Question

Consider the relation \(R=\\{(a, b),(a, c),(c, b),(b, c)\\}\) on the set \(A=\\{a, b, c\\} .\) Is \(R\) reflexive? Symmetric? Transitive? If a property does not hold, say why.

Short answer

The relation \(R\) is neither reflexive nor symmetric, but it is transitive.

Step-by-step solution

Checking Reflexivity

For \(R\) to be reflexive, all elements in set \(A\) must relate to themselves, meaning the pairs \((a,a)\), \((b,b)\) and \((c,c)\) must be in \(R\). Upon checking, these pairs are absent, so \(R\) is not reflexive.

Checking Symmetry

For \(R\) to be symmetric, if any pair \((a,b)\) is in \(R\), then the pair \((b,a)\) must also be in \(R\). The pairs \((a,b)\) and \((b,a)\) are not both present. Similarly, \((a,c)\) and \((c,a)\) are also not both present. Thus, \(R\) is not symmetric.

Checking Transitivity

For \(R\) to be transitive, if \((a,b)\) and \((b,c)\) are in \(R\), then \((a,c)\) must also be in \(R\). Checking the pairs, \((a,b)\), \((b,c)\) and \((a,c)\) are in \(R\), meaning \(R\) is transitive.

Key concepts

Reflexivity

Understanding the concept of reflexivity in relations is fundamental in mathematics. A relation is considered reflexive if every element relates to itself. In other words, for a set A, each element a in A needs to include the pair (a, a) in the relation for it to be reflexive.

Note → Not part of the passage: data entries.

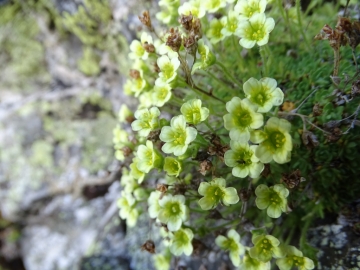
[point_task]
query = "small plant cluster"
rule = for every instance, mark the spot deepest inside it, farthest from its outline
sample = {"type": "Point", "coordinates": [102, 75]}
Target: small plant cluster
{"type": "Point", "coordinates": [205, 145]}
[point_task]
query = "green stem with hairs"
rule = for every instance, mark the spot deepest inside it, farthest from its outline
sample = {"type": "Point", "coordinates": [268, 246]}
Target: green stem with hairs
{"type": "Point", "coordinates": [298, 13]}
{"type": "Point", "coordinates": [224, 69]}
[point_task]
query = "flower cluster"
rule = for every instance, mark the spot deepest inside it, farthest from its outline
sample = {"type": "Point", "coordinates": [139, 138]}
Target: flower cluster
{"type": "Point", "coordinates": [247, 20]}
{"type": "Point", "coordinates": [187, 144]}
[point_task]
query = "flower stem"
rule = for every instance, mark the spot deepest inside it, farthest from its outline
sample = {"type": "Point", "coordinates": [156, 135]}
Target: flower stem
{"type": "Point", "coordinates": [264, 59]}
{"type": "Point", "coordinates": [298, 13]}
{"type": "Point", "coordinates": [220, 82]}
{"type": "Point", "coordinates": [223, 68]}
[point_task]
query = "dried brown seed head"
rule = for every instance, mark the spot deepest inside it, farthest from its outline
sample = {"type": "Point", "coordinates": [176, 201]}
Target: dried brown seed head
{"type": "Point", "coordinates": [174, 40]}
{"type": "Point", "coordinates": [148, 47]}
{"type": "Point", "coordinates": [149, 246]}
{"type": "Point", "coordinates": [317, 109]}
{"type": "Point", "coordinates": [186, 21]}
{"type": "Point", "coordinates": [355, 88]}
{"type": "Point", "coordinates": [145, 19]}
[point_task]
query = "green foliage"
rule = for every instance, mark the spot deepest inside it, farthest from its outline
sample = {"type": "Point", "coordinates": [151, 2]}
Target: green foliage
{"type": "Point", "coordinates": [89, 22]}
{"type": "Point", "coordinates": [21, 54]}
{"type": "Point", "coordinates": [89, 63]}
{"type": "Point", "coordinates": [300, 166]}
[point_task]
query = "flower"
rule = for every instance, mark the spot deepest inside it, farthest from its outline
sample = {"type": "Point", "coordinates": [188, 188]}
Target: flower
{"type": "Point", "coordinates": [161, 261]}
{"type": "Point", "coordinates": [275, 141]}
{"type": "Point", "coordinates": [145, 100]}
{"type": "Point", "coordinates": [173, 211]}
{"type": "Point", "coordinates": [172, 166]}
{"type": "Point", "coordinates": [126, 203]}
{"type": "Point", "coordinates": [140, 194]}
{"type": "Point", "coordinates": [169, 11]}
{"type": "Point", "coordinates": [135, 86]}
{"type": "Point", "coordinates": [243, 160]}
{"type": "Point", "coordinates": [215, 192]}
{"type": "Point", "coordinates": [265, 247]}
{"type": "Point", "coordinates": [232, 244]}
{"type": "Point", "coordinates": [249, 263]}
{"type": "Point", "coordinates": [207, 58]}
{"type": "Point", "coordinates": [294, 258]}
{"type": "Point", "coordinates": [194, 7]}
{"type": "Point", "coordinates": [273, 198]}
{"type": "Point", "coordinates": [137, 49]}
{"type": "Point", "coordinates": [263, 93]}
{"type": "Point", "coordinates": [127, 181]}
{"type": "Point", "coordinates": [146, 121]}
{"type": "Point", "coordinates": [231, 25]}
{"type": "Point", "coordinates": [181, 242]}
{"type": "Point", "coordinates": [177, 137]}
{"type": "Point", "coordinates": [214, 32]}
{"type": "Point", "coordinates": [124, 114]}
{"type": "Point", "coordinates": [241, 118]}
{"type": "Point", "coordinates": [212, 6]}
{"type": "Point", "coordinates": [247, 8]}
{"type": "Point", "coordinates": [161, 93]}
{"type": "Point", "coordinates": [153, 202]}
{"type": "Point", "coordinates": [147, 157]}
{"type": "Point", "coordinates": [135, 172]}
{"type": "Point", "coordinates": [193, 112]}
{"type": "Point", "coordinates": [255, 31]}
{"type": "Point", "coordinates": [168, 67]}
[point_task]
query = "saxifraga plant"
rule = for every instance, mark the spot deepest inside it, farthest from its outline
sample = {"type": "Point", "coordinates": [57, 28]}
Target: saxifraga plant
{"type": "Point", "coordinates": [233, 126]}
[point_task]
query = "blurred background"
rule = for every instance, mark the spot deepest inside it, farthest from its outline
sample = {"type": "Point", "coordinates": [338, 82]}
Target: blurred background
{"type": "Point", "coordinates": [62, 67]}
{"type": "Point", "coordinates": [60, 90]}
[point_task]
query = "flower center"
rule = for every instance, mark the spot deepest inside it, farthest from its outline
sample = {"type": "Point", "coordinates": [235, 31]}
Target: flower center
{"type": "Point", "coordinates": [217, 194]}
{"type": "Point", "coordinates": [277, 139]}
{"type": "Point", "coordinates": [255, 32]}
{"type": "Point", "coordinates": [243, 118]}
{"type": "Point", "coordinates": [274, 198]}
{"type": "Point", "coordinates": [250, 10]}
{"type": "Point", "coordinates": [260, 97]}
{"type": "Point", "coordinates": [175, 208]}
{"type": "Point", "coordinates": [139, 83]}
{"type": "Point", "coordinates": [244, 158]}
{"type": "Point", "coordinates": [162, 93]}
{"type": "Point", "coordinates": [266, 246]}
{"type": "Point", "coordinates": [168, 70]}
{"type": "Point", "coordinates": [194, 115]}
{"type": "Point", "coordinates": [182, 237]}
{"type": "Point", "coordinates": [296, 261]}
{"type": "Point", "coordinates": [179, 137]}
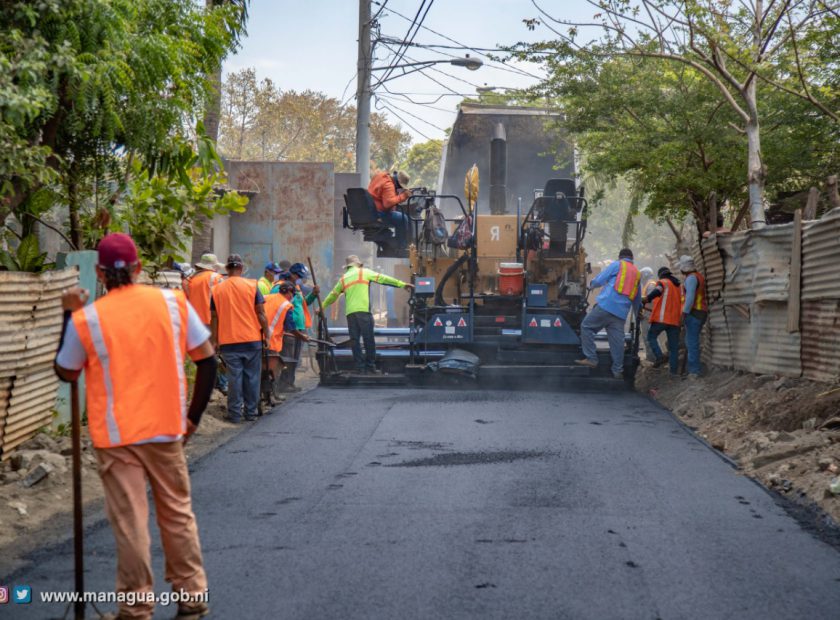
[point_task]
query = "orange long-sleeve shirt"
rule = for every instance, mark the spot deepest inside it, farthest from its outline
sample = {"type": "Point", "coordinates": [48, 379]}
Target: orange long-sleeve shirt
{"type": "Point", "coordinates": [384, 193]}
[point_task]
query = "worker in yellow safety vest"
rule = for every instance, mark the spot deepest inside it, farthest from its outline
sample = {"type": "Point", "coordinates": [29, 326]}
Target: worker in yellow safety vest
{"type": "Point", "coordinates": [355, 284]}
{"type": "Point", "coordinates": [132, 344]}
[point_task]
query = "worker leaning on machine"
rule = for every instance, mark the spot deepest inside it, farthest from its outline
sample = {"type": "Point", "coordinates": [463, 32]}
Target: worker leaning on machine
{"type": "Point", "coordinates": [131, 344]}
{"type": "Point", "coordinates": [665, 317]}
{"type": "Point", "coordinates": [281, 323]}
{"type": "Point", "coordinates": [621, 282]}
{"type": "Point", "coordinates": [355, 284]}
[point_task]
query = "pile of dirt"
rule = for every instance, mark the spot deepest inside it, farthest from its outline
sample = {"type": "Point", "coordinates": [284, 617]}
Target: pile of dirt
{"type": "Point", "coordinates": [781, 431]}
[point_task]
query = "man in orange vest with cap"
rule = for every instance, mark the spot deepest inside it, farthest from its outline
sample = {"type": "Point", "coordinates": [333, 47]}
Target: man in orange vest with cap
{"type": "Point", "coordinates": [199, 290]}
{"type": "Point", "coordinates": [281, 324]}
{"type": "Point", "coordinates": [132, 344]}
{"type": "Point", "coordinates": [388, 190]}
{"type": "Point", "coordinates": [240, 329]}
{"type": "Point", "coordinates": [665, 317]}
{"type": "Point", "coordinates": [621, 282]}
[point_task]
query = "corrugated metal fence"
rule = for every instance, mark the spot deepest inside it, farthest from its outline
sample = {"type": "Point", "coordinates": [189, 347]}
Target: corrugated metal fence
{"type": "Point", "coordinates": [30, 326]}
{"type": "Point", "coordinates": [748, 278]}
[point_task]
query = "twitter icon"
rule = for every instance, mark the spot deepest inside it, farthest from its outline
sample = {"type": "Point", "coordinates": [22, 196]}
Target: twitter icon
{"type": "Point", "coordinates": [22, 594]}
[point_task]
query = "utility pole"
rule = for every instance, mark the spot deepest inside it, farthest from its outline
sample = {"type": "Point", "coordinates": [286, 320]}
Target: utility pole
{"type": "Point", "coordinates": [363, 95]}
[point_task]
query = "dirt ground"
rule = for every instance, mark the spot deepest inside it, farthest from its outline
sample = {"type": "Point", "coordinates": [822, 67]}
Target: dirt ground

For instance, let's take the relation R on the set A ={a, b, c}. To test for reflexivity, we look for the presence of the pairs (a, a), (b, b), and (c, c) in R. If even one of these pairs is missing, the relation cannot be classified as reflexive. In our exercise, since none of these pairs appear in the given relation R, it fails to meet the criteria for reflexivity. This is a helpful tip for quickly identifying non-reflexive relations in homework problems or exams.

Symmetry

The symmetry property in the context of relations requires that for every pair (a, b) in a relation R, the inverse pair (b, a) should also be in R. Symmetry is about balance; whatever is applicable in one direction should be applicable in the opposite direction as well.

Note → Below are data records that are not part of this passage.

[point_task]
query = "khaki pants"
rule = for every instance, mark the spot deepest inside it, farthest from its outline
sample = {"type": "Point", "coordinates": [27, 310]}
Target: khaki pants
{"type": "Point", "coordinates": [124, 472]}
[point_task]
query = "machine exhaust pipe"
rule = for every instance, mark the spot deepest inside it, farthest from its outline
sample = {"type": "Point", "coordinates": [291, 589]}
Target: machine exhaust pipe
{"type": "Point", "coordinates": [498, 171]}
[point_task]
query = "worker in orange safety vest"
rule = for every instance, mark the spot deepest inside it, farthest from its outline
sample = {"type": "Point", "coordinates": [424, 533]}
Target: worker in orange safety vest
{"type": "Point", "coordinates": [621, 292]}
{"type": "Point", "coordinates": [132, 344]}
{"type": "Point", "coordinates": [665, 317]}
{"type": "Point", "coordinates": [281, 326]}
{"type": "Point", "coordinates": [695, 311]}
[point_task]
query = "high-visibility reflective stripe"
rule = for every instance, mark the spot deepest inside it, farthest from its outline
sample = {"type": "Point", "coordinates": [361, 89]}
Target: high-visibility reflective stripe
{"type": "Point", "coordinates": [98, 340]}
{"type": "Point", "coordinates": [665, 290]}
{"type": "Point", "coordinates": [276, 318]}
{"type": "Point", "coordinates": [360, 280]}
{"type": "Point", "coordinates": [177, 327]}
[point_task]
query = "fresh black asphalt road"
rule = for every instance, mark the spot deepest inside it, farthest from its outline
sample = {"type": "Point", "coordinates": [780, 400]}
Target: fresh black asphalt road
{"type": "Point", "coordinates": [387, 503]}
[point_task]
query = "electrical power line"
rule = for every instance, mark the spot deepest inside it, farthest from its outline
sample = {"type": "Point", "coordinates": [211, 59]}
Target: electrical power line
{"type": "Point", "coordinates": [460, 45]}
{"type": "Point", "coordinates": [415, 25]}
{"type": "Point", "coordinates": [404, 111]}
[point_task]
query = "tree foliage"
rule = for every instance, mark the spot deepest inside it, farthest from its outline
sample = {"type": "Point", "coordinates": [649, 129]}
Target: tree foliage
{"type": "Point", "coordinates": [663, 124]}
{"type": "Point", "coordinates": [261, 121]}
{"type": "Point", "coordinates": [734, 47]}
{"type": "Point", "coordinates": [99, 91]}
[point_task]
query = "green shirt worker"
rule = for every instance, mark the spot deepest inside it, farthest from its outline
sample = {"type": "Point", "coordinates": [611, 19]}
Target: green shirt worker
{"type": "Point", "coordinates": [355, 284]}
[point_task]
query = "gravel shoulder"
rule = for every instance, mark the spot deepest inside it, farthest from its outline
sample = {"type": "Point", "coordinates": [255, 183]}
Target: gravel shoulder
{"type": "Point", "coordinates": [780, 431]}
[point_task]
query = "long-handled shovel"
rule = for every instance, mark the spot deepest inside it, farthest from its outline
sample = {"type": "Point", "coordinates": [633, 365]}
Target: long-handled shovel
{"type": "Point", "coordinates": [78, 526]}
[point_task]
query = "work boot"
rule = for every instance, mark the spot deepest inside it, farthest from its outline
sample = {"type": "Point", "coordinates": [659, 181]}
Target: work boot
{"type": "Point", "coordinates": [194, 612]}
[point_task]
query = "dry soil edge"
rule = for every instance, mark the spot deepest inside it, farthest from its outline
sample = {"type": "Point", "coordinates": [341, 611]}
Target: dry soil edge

In our exercise, the relation R includes pairs like (a, b), but lacks the corresponding (b, a). This absence indicates that R is not symmetric. A good trick to remember is that symmetric relations are like mirrors reflecting pairs; each pair should be flanked by its mirror image within the relation set. Remembering this can save time when you're trying to quickly determine if a relation exhibits symmetry.

Transitivity

Transitivity is another cornerstone in understanding relations. A relation is considered transitive if, whenever it includes pairs (a, b) and (b, c), it also contains the pair (a, c). It is a property that ensures consistency in the sequence of related elements.

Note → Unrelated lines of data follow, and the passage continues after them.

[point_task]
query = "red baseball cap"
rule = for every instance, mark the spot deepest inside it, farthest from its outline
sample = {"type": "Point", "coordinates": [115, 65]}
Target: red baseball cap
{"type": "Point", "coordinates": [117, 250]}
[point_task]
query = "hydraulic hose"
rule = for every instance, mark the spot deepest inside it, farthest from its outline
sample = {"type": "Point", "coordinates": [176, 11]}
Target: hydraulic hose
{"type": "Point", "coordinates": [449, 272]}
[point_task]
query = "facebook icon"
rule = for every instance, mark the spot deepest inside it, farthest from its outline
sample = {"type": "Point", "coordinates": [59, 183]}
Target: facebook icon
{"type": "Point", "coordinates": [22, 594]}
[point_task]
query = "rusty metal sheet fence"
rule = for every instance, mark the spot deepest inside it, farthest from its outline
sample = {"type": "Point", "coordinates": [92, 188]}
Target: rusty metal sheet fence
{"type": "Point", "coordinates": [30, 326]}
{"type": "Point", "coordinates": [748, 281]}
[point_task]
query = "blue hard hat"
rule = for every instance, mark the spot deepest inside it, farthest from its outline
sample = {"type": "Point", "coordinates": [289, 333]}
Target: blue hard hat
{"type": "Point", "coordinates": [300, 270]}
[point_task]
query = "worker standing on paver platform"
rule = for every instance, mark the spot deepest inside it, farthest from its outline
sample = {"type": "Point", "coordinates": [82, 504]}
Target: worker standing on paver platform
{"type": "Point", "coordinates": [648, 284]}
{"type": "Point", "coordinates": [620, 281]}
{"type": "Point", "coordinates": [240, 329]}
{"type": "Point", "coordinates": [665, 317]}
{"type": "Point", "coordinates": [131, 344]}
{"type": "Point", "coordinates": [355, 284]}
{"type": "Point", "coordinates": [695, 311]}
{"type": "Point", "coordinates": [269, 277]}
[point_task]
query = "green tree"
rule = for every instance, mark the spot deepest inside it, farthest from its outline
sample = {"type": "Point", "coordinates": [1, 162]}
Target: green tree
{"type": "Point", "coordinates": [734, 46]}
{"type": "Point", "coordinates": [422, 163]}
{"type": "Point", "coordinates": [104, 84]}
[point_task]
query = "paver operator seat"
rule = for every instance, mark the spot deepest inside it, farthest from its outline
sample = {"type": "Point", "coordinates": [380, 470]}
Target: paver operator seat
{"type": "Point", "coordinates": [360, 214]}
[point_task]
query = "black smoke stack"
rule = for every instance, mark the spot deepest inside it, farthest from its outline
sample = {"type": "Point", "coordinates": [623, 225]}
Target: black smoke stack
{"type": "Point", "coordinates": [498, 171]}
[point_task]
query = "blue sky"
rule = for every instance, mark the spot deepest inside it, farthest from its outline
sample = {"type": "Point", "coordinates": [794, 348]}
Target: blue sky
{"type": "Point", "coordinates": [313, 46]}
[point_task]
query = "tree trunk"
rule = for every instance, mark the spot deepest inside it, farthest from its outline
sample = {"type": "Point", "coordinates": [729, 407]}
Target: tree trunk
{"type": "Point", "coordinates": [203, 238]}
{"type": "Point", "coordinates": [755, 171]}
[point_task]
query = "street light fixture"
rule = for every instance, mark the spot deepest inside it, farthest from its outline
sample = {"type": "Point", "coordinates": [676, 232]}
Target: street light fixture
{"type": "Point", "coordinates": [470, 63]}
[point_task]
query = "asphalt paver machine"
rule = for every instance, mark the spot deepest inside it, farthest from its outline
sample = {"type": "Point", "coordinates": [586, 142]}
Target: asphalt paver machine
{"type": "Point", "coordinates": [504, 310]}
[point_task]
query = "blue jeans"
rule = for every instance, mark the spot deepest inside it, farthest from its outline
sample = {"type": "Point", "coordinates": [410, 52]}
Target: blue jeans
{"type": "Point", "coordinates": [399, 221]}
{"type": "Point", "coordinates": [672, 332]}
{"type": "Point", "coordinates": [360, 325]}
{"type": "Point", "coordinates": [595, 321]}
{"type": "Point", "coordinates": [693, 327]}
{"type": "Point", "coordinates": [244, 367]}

Looking at the given relation R from our exercise, we see it has (a, b) and (b, c). Since it also includes (a, c), we can confirm that R is transitive. Recognizing transitivity helps in creating logical links in a sequence of elements and is crucial for making sound mathematical arguments. Monitoring these patterns can greatly enhance problem-solving skills in algebra and beyond.